And so spring and Spring Training could not come too soon.
Cue the Ken Burns music and read the next paragraph in a deep baritone voiceover.
Spring training, like spring itself, is a time of renewal and rebirth; a time when even the lowliest team has hope for the season ahead. Critical trades and free agent signings over the winter have bolstered the team's weaknesses. Players coming off injury-plagued seasons are returning in the best shape of their careers. Hitters have corrected the flaws in their swing and pitchers have discovered devastating new pitches.
It may be hackneyed and trite, but I buy it every year.

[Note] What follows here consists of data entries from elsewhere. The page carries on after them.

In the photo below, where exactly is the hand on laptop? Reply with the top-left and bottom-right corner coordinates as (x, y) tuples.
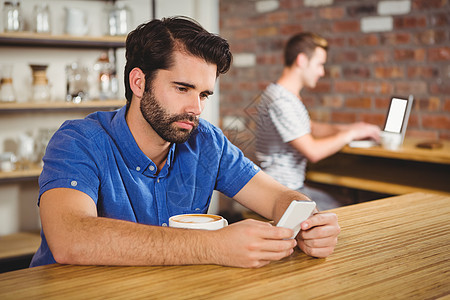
(348, 122), (381, 142)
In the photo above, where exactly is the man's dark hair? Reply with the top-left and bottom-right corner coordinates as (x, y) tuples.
(124, 17), (232, 106)
(284, 32), (328, 67)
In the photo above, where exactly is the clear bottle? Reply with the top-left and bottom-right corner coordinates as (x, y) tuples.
(94, 52), (117, 100)
(30, 65), (50, 102)
(107, 3), (132, 35)
(66, 62), (89, 103)
(3, 1), (23, 32)
(0, 64), (16, 102)
(33, 3), (51, 33)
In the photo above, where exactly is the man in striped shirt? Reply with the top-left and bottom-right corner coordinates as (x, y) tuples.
(256, 32), (380, 210)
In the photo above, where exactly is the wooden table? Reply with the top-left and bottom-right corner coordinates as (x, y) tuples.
(306, 138), (450, 195)
(0, 193), (450, 299)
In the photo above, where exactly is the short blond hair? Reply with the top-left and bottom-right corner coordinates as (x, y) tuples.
(284, 32), (328, 67)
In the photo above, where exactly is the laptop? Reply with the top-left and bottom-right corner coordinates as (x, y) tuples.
(348, 95), (414, 148)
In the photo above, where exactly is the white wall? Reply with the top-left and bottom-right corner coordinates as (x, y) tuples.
(0, 0), (219, 235)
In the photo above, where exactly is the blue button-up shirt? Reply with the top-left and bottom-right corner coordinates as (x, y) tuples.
(31, 107), (259, 266)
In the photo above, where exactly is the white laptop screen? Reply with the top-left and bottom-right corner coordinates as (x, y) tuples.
(384, 98), (408, 133)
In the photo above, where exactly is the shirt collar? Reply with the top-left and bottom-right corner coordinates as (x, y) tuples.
(111, 106), (176, 176)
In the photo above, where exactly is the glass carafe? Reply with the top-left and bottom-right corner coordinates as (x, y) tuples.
(66, 62), (89, 103)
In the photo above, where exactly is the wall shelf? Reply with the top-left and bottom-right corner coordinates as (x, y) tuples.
(0, 166), (42, 183)
(0, 100), (126, 114)
(0, 32), (126, 49)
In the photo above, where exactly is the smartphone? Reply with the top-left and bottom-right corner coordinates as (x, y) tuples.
(277, 200), (316, 238)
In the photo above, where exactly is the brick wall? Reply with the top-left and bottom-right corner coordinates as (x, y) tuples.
(220, 0), (450, 158)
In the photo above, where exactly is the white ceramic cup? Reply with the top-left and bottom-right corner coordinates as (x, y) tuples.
(381, 132), (402, 150)
(169, 214), (228, 230)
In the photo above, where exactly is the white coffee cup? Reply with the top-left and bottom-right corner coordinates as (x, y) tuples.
(381, 131), (402, 150)
(169, 214), (228, 230)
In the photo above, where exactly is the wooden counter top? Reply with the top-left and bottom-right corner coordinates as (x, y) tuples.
(0, 193), (450, 299)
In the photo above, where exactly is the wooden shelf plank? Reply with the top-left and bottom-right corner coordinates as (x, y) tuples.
(306, 153), (450, 195)
(340, 138), (450, 164)
(0, 32), (126, 49)
(0, 232), (41, 259)
(0, 100), (126, 113)
(0, 167), (42, 182)
(306, 171), (450, 195)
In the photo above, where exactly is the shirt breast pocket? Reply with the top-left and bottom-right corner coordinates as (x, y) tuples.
(167, 178), (212, 215)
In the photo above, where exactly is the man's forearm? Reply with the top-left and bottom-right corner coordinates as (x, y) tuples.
(48, 217), (218, 265)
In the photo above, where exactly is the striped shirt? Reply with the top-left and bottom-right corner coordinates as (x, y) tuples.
(256, 83), (311, 190)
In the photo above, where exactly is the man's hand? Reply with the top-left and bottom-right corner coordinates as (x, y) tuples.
(216, 219), (297, 268)
(349, 122), (381, 142)
(297, 213), (341, 258)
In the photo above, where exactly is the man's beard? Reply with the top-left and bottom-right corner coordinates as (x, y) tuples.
(141, 89), (199, 144)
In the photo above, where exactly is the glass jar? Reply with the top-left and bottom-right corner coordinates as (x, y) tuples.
(3, 1), (23, 32)
(94, 52), (118, 100)
(107, 3), (131, 36)
(0, 64), (16, 102)
(30, 65), (50, 102)
(66, 62), (89, 103)
(33, 4), (51, 33)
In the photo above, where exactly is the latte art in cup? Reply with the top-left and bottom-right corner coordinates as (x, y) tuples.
(169, 214), (228, 230)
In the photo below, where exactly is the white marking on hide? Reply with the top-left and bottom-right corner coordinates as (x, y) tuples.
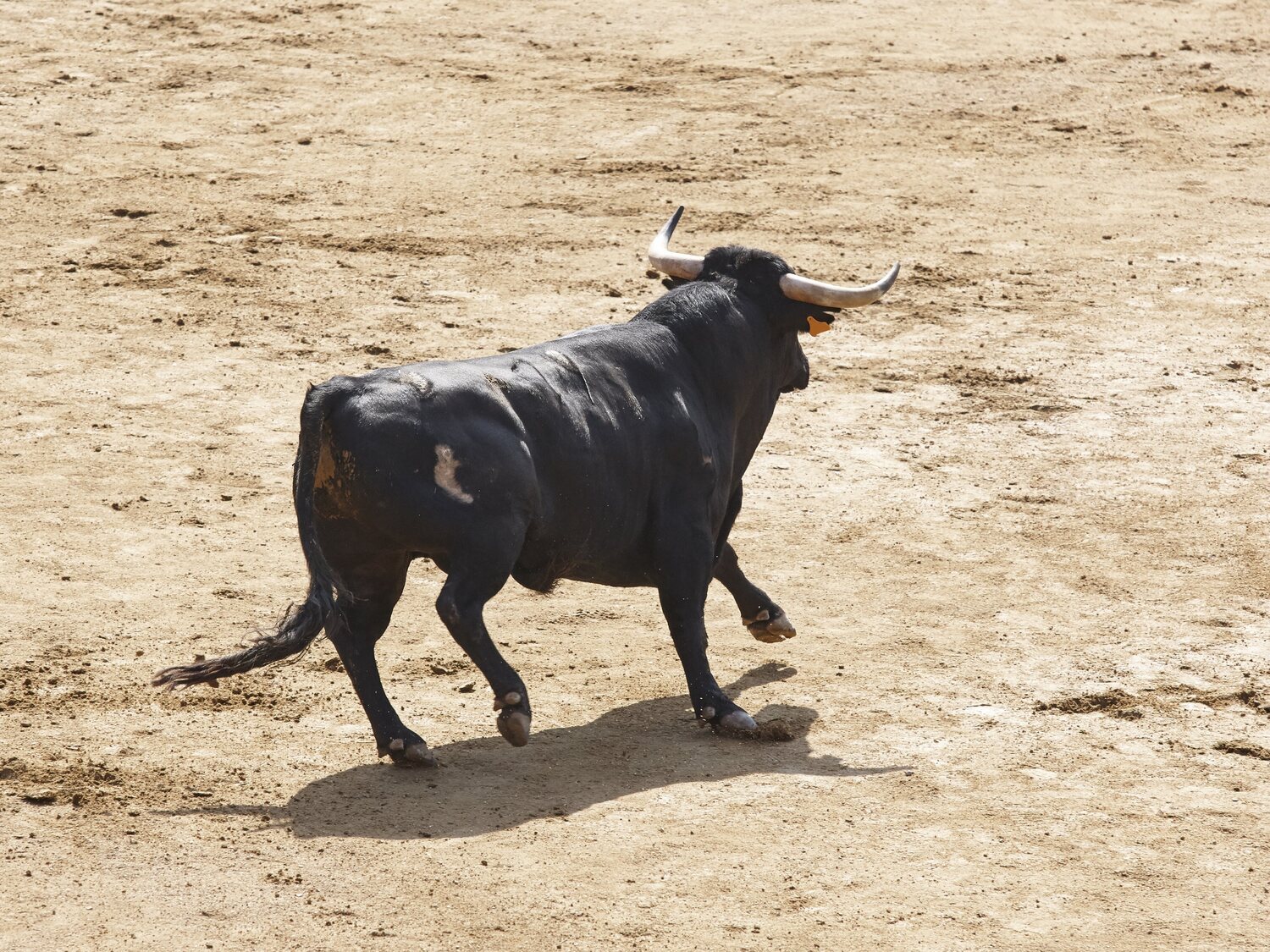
(432, 443), (472, 504)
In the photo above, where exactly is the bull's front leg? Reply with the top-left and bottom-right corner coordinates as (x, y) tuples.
(655, 520), (757, 730)
(714, 542), (798, 644)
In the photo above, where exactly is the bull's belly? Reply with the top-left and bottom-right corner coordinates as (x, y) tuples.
(512, 541), (655, 592)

As a Met fan, for most of the last decade or three, after enduring yet another dismal season filled with heartbreaking losses, underachieving performances, devastating injuries, and mind-boggling player moves or non-moves, I would nevertheless approach Spring Training with a naïve optimism that would endure at least until Opening Day.
I would then delude myself through much of a hopeless baseball season that my team could pull it together and make a run for the playoffs down the stretch. I refuse to face reality until sometime in August -- or, last year, in June -- when forced to accept the inevitability of a losing season, I would be stuck watching a team play uninspiring baseball for the last month or so, with little to root for other than spoiling another team's playoff run and the individual achievements of favorite players. With a team going nowhere, much of the luster and lyricism of the game was lost -- at least until the spring, when it all begins again.
And here we are. Perhaps due to the ghost of Bernie Madoff, Mets ownership refuses to act like a major market team that spends money for players that could put them over the top. Instead, they hope to placate the fans by doing just enough to make the team competitive so that if everyone stays healthy and they get a little lucky, they can squeak into the playoffs -- never mind that they never stay healthy and they haven't been lucky since 1986.
But wait -- there is no room for skepticism. It's Spring Training. And, besides, the Mets actually did bolster the team with the acquisition of solid, if a wee bit past-their-prime players, including Robinson Cano and Jed Lowrie. They added a big bat behind the plate in Wilson Ramos, strengthened their bullpen and added some important depth. Their great young pitchers are all feeling good and ready to blow away hitters. They have budding stars in Michael Conforto and Amed Rosario. Brandon Nimmo and Jeff McNeil are the kind of gritty players that great teams need. And there are high hopes for rookie Pete Alonso.
If everyone stays healthy and they get a little lucky, the Mets could have a magical year.
As for the fate of the country? If we protest, organize and mobilize, and if we continue to protect our precious institutions, as the late, great Joaquin Andujar described both America and baseball "in one word: you never know."